To reach level 2, the provenance data must be generated by the build service’s control plain; unlike Level 1, where it didn’t matter who or what created the provenance data. In this case, however, there are two exceptions. The Subject field and fields marked as not necessary for Level 2 may be generated by a tenant of the build system. Provenance data must be authentic and the authenticity must be validatable. This is achieved by signing the provenance data. The provenance data is signed by a private key. The key may only be accessible to the build platform and not to the tenant.

At level 3 there are three requirements for the build system. The first requirement describes that cryptographic data such as the private key must be stored in a secure environment. For example, a Key Management System (KMS) must be used. The second requirement requires that the cryptographic data be isolated from the custom build steps. The third requirement describes that all fields in the provenance data were generated by the build system itself and that the custom build steps do not change the contents of this data.
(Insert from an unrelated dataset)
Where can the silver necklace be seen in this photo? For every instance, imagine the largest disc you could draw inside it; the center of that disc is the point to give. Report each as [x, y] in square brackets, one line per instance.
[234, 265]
SLSA’s requirement for the builds is that they run in isolation from each other so that there is no influence between the builds. Likewise, the build environment must be isolated from the control plane of the build system. Regarding isolation, SLSA has two requirements. For one thing, all steps of a build must take place on a hosted build platform and not, for example, on a developer’s laptop or computer. The implementation of the step is part of SLSA Level 2. On the other hand, all steps of a build must run in isolation from each other, so that there can be no external influences on the steps other than those previously defined as external parameters, and these must be included as such Provenance data must be recognizable. Isolation also includes the fact that one build cannot access cryptographic data of another build, such as signature keys. It must not be possible for two builds running in parallel to change the memory of another process. A short-lived environment must be provided for each build and when using a cache during the build, it must not be possible for a build to change it. Each run of a build must always produce the same result, whether a cache is used or not.